Heyjiawei Blog

Chrome Devtools tips and tricks Part 2

March 28, 2020

At the time of writing, I am using Stable Chrome 80.

Sources panel allows you to look at the code you sent to the browser. It could be mangled code or if you have integrated your source code with Chrome devtool’s workspaces, you would be able to see your own code and the code you sent to the browser on this panel.

As I do not use workspace, this article would not contain any information about it. However, workspace is worth checking out if you wish to stop switching between editor and browser application while developing your app.

I use Sources panel when I have to debug large applications whose code base I am unfamilar with. While the debugger is powerful, it can be excessive. I would use it to pin point the general area of where the bug lies, or use its step through feature to get a sense of how the application flows, then use console log for fine-grained debugging. Additionally, the debugger frequently freezes for me so I don’t rely on it in my day-to-day debugging. Nevertheless, it has proved useful on many accounts and here are the things I would share about it.

The debugger keyword

If you wish to check when or whether a “path” is executed, and you have access to the source code, you can add the keyword debugger; in your source code. On Chrome devtools (I can’t say for the other browsers since I don’t know whether this trick works on them), the debugger would pause on the line of this keyword if it lies in its execution path.

Blackbox scripts

When stepping through your code, the debugger might bring you into your polyfills, frameworks or any third party libraries you use. To prevent that, you can blackbox these script(s). You can black box scripts in the following ways:

  1. Blackbox a script from the editor pane

When you are in a script that you wish to blackbox, right-click anywhere within the source of the script. On the context menu, select Blackbox script. Doing so would blackbox this particular script you are in.

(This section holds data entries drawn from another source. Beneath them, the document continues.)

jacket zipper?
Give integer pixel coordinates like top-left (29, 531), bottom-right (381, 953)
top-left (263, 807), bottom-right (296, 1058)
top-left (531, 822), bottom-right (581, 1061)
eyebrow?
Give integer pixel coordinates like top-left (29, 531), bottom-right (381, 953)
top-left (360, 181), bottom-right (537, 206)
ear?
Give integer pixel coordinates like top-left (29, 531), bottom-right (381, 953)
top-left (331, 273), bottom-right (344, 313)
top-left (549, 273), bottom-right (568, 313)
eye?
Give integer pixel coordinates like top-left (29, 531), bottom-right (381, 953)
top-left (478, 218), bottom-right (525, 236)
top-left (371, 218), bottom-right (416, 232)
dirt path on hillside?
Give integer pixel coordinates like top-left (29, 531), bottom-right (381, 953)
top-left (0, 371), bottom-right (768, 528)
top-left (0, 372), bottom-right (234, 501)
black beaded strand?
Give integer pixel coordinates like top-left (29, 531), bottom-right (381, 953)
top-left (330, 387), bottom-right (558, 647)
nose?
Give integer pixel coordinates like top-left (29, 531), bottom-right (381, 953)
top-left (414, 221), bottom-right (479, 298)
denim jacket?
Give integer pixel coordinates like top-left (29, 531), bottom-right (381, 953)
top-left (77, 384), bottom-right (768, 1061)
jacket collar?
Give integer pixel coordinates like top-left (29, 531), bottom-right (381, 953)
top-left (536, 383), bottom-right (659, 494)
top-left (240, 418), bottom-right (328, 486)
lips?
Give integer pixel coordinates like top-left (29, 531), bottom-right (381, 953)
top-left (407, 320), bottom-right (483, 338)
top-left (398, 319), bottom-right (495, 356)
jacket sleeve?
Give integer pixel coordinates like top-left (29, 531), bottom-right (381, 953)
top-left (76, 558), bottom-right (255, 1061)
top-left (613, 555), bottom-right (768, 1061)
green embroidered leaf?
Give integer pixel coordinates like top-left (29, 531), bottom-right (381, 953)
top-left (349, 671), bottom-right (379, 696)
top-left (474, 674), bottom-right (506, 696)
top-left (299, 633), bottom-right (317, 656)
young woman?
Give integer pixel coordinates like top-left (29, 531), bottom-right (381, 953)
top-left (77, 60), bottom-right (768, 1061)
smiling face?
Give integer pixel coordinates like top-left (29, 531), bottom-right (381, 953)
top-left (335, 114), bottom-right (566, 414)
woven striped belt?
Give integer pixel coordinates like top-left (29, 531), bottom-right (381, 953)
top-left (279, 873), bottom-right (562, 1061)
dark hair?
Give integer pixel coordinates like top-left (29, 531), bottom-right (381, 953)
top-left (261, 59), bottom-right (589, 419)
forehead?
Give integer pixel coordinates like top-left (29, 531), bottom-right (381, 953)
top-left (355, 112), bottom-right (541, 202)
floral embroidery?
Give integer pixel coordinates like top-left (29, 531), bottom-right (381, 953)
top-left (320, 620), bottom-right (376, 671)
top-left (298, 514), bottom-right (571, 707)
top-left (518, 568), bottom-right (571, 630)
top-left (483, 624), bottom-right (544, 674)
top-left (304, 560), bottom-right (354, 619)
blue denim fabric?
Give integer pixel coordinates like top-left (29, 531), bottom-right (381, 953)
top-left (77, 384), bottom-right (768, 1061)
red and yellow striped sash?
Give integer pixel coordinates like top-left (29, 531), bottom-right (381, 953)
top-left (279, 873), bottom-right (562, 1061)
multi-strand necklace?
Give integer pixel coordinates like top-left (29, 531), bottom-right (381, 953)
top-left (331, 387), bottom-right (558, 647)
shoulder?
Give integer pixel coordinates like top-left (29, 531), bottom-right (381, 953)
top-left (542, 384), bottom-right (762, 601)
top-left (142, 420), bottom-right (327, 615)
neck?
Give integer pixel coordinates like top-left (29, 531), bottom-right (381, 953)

  1. Blackbox scripts that match a regex expression

Sometimes frameworks and libraries may span several scripts. We can capture them with regex patterns. Press Ctrl + Shift + p to open up the command menu. Type in blackbox you would see [Settings] Show Blackbox. Press enter and you be able to blackbox a single script or pattern of scripts. When you are done, you can press Esc to return to Sources panel.

Run REPL on paused line of code

When you are paused on a line of code, you can still use the browser’s Read-Eval-Print Loop (REPL). At sources panel, press Esc and this would bring up console in the drawer. By default, Chrome Devtool Console drawer’s JavaScript context dropdown is set to top and it represents the main document’s browsing context, which is the environment the browser displays it’s DOM. So you can console.log out values of variables that have been executed, before the script was paused.

Snippets

Snippets are scripts that are stored on Chrome Devtools. They have access to the page’s JavaScript context. You can use them when you find yourself repeating a code on your console. You can’t pass in arguments into snippets though. Here are some ways to creatively use snippets.

In this post, I briefly touched on the command menu (Press Ctrl + Shift + p) and drawers (Press Esc). The command menu provides you a list of features that Chrome Devtools offers so if you wish to explore Chrome Devtools features, you can do so from this menu. In fact, some of my feature discovery were made from scanning through this menu! Many features are tucked away in drawers as well so do look into them. One of them is code coverage, which shows how much of the code you sent to the browser is actually ran.